Engineering Effective AI Evaluations: Lessons from Production LLM Deployments
Building robust AI applications requires more than good prompts—it demands systematic evaluation frameworks that enable rapid iteration and continuous improvement. Organizations deploying LLMs at scale have learned hard lessons about what separates effective evaluation systems from academic exercises.
Three Signs Your Evaluations Actually Work
Your evaluation system succeeds when it enables three critical capabilities:
24-Hour Model Updates: When a new model releases, you should deploy an updated product within 24 hours. Companies like Notion achieve this consistently because their evaluations provide confidence in model performance before deployment. If you can’t update quickly, your evaluation system needs work.
User Feedback Integration: You need a clear path from user complaints to evaluation improvements. When users report issues, you should easily convert their feedback into test cases. Without this pipeline, valuable user insights disappear.
Offensive Capability Assessment: Use evaluations to understand which use cases you can solve before shipping features. Unlike unit tests that catch regressions, effective evaluations predict success rates for new capabilities.
Engineering Evaluations, Not Just Running Them
Great evaluations require engineering investment—they don’t emerge from synthetic datasets and generic scoring functions.
Build Living Datasets
No dataset perfectly represents reality. The best datasets continuously evolve as you learn from production usage. This requires treating your dataset as an engineering problem, not a static resource.
Most real-world use cases differ significantly from pre-built datasets. Competition math problems work well with existing benchmarks because they’re well-defined. Business applications need custom evaluation data that reflects actual user behavior.
Write Custom Scoring Functions
Every sufficiently advanced organization writes custom scoring functions. Think of scorers as specifications for your AI application—using generic scorers means implementing someone else’s requirements, not yours.
Generic scoring functions serve as starting points, but production systems need scorers that encode your specific quality standards and business requirements.
Context Dominates Modern Prompts
Traditional prompt engineering focused on system prompts. Modern AI applications use complex context that extends far beyond initial instructions.
Agent-based systems typically follow this pattern:
- System prompt
- Loop of LLM calls
- Tool executions
- Context integration
- Iteration
Analysis of production agents reveals that system prompts represent only 15-20% of total tokens. Tool definitions, responses, and conversation history dominate the context window.
Design Tools for LLMs, Not APIs
Don’t simply expose existing APIs as tools. Design tool interfaces specifically for LLM consumption:
- Tool Definitions: Write them like prompts—clear, specific, and optimized for model understanding
- Output Formats: Choose formats that LLMs process efficiently (YAML often works better than verbose JSON)
- Response Structure: Design outputs for analysis, not just programmatic consumption
Prepare for Model Disruption
New models can transform impossible use cases into viable features overnight. Engineer your systems to capitalize on these opportunities immediately.
One production example shows dramatic capability improvements across model generations:
- GPT-4: 10% success rate (not viable)
- GPT-4 Turbo: 12% success rate (still not viable)
- Claude 3.5 Sonnet: 35% success rate (viable)
- Claude 3.5 Opus: 45% success rate (strong performance)
This feature shipped two weeks after Claude 3.5 Sonnet’s release because the evaluation system was ready to test new models immediately.
Create Ambitious Evaluations
Build evaluations for capabilities that don’t work with current models. When new models release, you’ll immediately know if previously impossible features become viable.
Use model-agnostic tooling so you can test new models without code changes. This enables same-day assessment of new releases.
Optimize the Entire System
Prompt optimization alone produces limited improvements. Optimize your complete evaluation system: data, tasks, and scoring functions together.
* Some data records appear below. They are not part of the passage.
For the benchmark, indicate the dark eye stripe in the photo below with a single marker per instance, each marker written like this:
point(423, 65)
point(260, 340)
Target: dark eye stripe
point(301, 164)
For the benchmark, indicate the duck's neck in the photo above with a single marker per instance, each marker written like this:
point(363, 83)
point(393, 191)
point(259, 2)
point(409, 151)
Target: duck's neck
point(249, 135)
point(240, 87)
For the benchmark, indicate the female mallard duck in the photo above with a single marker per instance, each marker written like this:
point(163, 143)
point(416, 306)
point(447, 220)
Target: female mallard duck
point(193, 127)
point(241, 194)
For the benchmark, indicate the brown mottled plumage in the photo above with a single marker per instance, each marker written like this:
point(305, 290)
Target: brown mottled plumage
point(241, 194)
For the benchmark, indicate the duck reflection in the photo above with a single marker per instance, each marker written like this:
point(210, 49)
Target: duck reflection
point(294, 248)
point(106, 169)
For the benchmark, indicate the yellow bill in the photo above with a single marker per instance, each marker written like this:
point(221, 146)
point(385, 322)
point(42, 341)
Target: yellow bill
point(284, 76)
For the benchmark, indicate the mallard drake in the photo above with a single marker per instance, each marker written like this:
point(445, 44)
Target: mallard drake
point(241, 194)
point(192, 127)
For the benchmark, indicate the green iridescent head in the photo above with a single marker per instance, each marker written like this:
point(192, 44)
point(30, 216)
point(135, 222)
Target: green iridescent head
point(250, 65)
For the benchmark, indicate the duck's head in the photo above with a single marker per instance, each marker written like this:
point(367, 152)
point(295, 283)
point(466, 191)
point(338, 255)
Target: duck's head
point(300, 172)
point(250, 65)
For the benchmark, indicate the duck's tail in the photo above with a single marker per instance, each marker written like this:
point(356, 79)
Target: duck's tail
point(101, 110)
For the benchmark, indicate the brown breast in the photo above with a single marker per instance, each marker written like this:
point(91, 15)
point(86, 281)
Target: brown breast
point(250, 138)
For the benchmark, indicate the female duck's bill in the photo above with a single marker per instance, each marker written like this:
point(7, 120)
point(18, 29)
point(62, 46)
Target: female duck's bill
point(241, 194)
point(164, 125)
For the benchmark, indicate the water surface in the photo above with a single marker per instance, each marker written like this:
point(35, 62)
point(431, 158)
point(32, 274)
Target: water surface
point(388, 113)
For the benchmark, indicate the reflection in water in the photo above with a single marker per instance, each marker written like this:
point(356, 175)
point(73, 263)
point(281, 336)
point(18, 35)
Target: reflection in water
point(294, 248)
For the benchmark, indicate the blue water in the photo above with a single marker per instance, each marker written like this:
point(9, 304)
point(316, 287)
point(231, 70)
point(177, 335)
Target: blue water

Testing shows dramatic differences between approaches:
- Optimizing prompts only: Minimal improvement
- Optimizing prompts + data + scoring: 10% → 45% success rate
This system-wide optimization transforms unviable features into production-ready capabilities.
Implementation Strategy
Start with these concrete steps:
Audit Current Capabilities: Can you deploy model updates in 24 hours? Do you convert user feedback into test cases?
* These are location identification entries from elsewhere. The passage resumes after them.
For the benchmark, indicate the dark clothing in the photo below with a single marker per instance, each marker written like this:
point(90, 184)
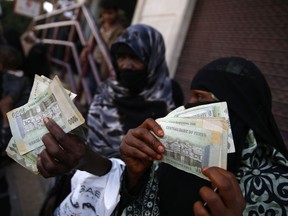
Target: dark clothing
point(259, 163)
point(115, 109)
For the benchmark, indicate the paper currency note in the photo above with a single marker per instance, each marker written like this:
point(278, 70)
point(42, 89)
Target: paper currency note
point(41, 84)
point(26, 122)
point(191, 148)
point(218, 109)
point(29, 160)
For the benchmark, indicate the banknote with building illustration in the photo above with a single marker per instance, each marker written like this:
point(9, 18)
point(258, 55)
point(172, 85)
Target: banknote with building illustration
point(192, 142)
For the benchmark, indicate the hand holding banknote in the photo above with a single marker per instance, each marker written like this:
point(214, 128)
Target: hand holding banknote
point(64, 152)
point(227, 201)
point(139, 148)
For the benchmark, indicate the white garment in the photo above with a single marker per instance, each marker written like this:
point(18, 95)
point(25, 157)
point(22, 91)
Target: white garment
point(93, 195)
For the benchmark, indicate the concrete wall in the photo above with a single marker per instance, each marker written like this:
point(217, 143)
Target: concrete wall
point(254, 29)
point(171, 18)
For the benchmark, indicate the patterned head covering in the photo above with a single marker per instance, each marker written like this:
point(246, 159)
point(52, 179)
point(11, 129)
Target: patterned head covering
point(113, 109)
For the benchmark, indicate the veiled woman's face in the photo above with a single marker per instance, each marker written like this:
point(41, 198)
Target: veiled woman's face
point(130, 62)
point(201, 96)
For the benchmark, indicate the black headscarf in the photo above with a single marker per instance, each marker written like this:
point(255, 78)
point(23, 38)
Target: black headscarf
point(241, 84)
point(114, 110)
Build Custom Components: Replace generic datasets and scorers with custom versions that reflect your specific requirements
Design LLM-Optimized Tools: Rewrite tool interfaces for model consumption, not API compatibility
Create Future-Ready Evaluations: Build tests for ambitious use cases that current models can’t handle
Implement Holistic Optimization: When improving performance, modify data, prompts, and scoring functions together
The evaluation landscape is evolving rapidly as LLMs become capable of automatically improving prompts, datasets, and scoring functions. Organizations that build robust evaluation systems now will be positioned to capitalize on each new model release, turning AI advancement into immediate competitive advantage.